Varios indicadores sugieren el agotamiento de la democracia costarricense. Y los responsables son los políticos. Solo el 12% de la población votante confía en los partidos políticos. El PLN es el mayor partido con solo el respaldo del 13% de los votantes. Una multitud de partidos han aparecido en el entorno político nacional y el movimiento responsable de ilegal bloqueo de las principales vías nacionales han anunciado su conversión en un nuevo partido. Más allá de la Segunda República, también agotada, los políticos y los partidos han revelado su incapacidad para generar los productos de la democracia: el bienestar de toda la población.

En cambio, tenemos una economía en ruinas, un Estado que nos cuesta el equivalente al 75% del PIB nacional, cuyos resultados son crecimiento frágil, deterioro de la clase media, pobreza y desigualdad. Las circunstancias nos obligan adoptar algún programa de reformas en el contexto de un acuerdo stand by con el BID (o alguna fuente alternativa de financiamiento, como lo sugerimos en nuestra anterior intervención). Sin embargo, quiero reiterar la posibilidad de un cambio que puede realizarse en forma inmediata y producir algunos resultados favorables en el corto plazo. Me refiero a replantear dos aspectos esenciales en cualquier organización:

Uno, la dirección que nos señala el norte y además ofrece un elemento de articulación de los vastos recursos del Estado cuyo costo hoy supera los 28 billones de colones. Sin dirección esos recursos andan a la deriva, cuando más los necesitamos para atender la crisis extrema, exacerbada por la pandemia.

Dos, la ejecución que se pierde en largos y costosos procesos, de nuevo, con pérdidas sustanciales de recursos o que simplemente no cumplen su finalidad. Dos ejemplos recientes: el cierra el proyecto eléctrico Iquís le cuesta al país $140 millones y un error, en el cual no aparecen responsables, le costará a AyA $8 millones. El recuerdo de La Platina o el de La Trocha confirma esta tendencia al despilfarro. Estas multimillonarias pérdidas salen de nuestros bolsillos, ya sea en la forma de tarifas o impuestos.

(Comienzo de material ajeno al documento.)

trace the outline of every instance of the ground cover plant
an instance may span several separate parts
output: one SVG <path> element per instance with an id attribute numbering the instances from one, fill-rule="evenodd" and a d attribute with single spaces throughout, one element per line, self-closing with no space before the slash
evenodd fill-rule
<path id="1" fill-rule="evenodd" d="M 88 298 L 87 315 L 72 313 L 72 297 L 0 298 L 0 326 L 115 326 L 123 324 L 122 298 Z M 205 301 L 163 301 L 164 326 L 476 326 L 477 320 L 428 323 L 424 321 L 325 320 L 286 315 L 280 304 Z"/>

Cuando vemos el recorrido histórico de la política a través de los gobiernos recientes, resulta obvio que gobernar el Estado y sus instituciones es una función muy compleja para entregarla a los políticos. Administrar el Estado e instituciones públicas tan complejas como educación, obras públicas, salud, etc. requiere aportes técnicos que no están presentes con la claridad necesaria en nuestro sistema de gestión pública ¿Qué hacer?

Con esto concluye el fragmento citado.